3.) Hunting Eichmann by Bascomb. Adolph Eichmann, Nazi war criminal and functionary responsible for "managing" the deaths of millions of Jews during the Second World War, eluded authorities for years, living in South America. Almost by accident his location is revealed and as we read along with this terrific story we wonder if he will be caught, even as we know he was!
4.) Sway by Branfman. Ever wonder how we influence each other? This book reveals how pilots, and many others, have learned to question authority so that they diminish errors based on appeals to authority. Anyone in sales or marketing should read this small, but, well written, book.
5.) Yes! 50 Scientifically proven ways to be persuasive by Goldstein, Martin and Cialdini. Anyone who sees the name Cialdini knows he or she is in for a useful and enjoyable reading experience. Robert Cialdini is, of course, the guru of influence and persuasion. As a co-author of this small book, he influences the fine writing and storytelling to deliver much useful information on persuasion. If you are in business, read this little book.

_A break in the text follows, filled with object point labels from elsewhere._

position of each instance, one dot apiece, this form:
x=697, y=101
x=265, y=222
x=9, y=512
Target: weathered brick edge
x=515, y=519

6.) Columbine by Cullen. Most Americans remember the tragedy of Columbine High School. Cullen, a Denver reporter, was there through the whole tragedy. In his book with the skill of a mystery writer, he takes us through the lives of the victims and perpetrators as we watch the whole ugly thing unfold.
7.) Zeitoun by Eggers. Dave Eggers is a well known and accomplished writer, editor and cultural phenomenon. In this fascinating book he follows the tribulations of a Muslim man, an immigrant to America who builds a business in New Orleans only to see it threatened by Hurricane Katrina. Zeitoun decides to stay in New Orleans, even after everyone is ordered out of the city. He is then arrested and the story becomes more intense and ultimately uplifting.

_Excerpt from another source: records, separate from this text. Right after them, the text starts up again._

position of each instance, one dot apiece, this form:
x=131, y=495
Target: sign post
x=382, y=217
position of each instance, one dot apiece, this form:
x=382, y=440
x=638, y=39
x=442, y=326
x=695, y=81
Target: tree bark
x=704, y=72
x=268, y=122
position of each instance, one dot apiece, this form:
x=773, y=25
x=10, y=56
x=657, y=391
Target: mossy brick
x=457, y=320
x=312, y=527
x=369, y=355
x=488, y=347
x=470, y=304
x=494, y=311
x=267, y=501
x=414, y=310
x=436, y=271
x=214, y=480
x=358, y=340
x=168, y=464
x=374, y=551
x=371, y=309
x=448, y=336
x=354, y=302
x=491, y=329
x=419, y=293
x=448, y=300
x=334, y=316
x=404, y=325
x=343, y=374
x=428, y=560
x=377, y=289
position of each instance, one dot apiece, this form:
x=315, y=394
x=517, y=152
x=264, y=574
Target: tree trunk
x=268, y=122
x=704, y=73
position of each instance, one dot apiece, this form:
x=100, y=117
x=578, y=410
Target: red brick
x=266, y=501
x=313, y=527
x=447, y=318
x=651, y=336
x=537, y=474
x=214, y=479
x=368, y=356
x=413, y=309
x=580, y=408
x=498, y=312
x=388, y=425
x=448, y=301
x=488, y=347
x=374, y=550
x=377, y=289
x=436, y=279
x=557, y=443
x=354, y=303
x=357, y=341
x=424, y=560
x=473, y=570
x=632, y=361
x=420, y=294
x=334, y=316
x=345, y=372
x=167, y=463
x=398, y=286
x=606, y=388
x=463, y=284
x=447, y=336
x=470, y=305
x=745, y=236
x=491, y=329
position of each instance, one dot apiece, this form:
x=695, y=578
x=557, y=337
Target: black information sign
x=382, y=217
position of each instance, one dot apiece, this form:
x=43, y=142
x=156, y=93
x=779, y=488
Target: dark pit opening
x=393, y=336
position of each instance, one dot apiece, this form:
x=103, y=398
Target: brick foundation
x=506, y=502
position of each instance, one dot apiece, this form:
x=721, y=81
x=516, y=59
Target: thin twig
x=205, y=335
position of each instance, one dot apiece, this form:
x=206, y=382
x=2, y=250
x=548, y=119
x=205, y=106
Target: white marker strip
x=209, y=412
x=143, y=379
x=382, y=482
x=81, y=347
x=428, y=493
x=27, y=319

8.) Book of Genesis by R. Crumb. Need I say more? Whatever Crumb writes/draws demands attention. When the subject matter involves the first book of the Christian Bible, we must sit up and take notice. Crumb doesn't disappoint us as he draws a surprisingly sensitive rendering of the Christian notion of the world's origins.
9.) Buy-ology by Lindstrom. This researcher takes us inside the human mind to show why we buy things and why we may be at risk to the companies who also know why we buy things.
10.) Let the Great World Spin by McCann. This just won the National Book Award which tells you it's not too shabby. If deals with the aftermath of 911 and is a pleasure to read. It proves itself worthy of this country's big writing award.
11.) Tears in the Darkness by Norman. WWII had its share of atrocities and agonies but probably none greater than the Bataan Death March. Norman shows the horrors of that tragedy by following an American from the Mid-West as he is imprisoned and forced to be a slave laborer as thousands die around him.
12.) The Tyranny of E-Mail by Freeman. This delightful book traces the development of e-mail and our addiction to it. The book begins with the telegraph and brings us to our great dependence on electronic communication, the tool that some call indispensable while others call "e-vil mail"!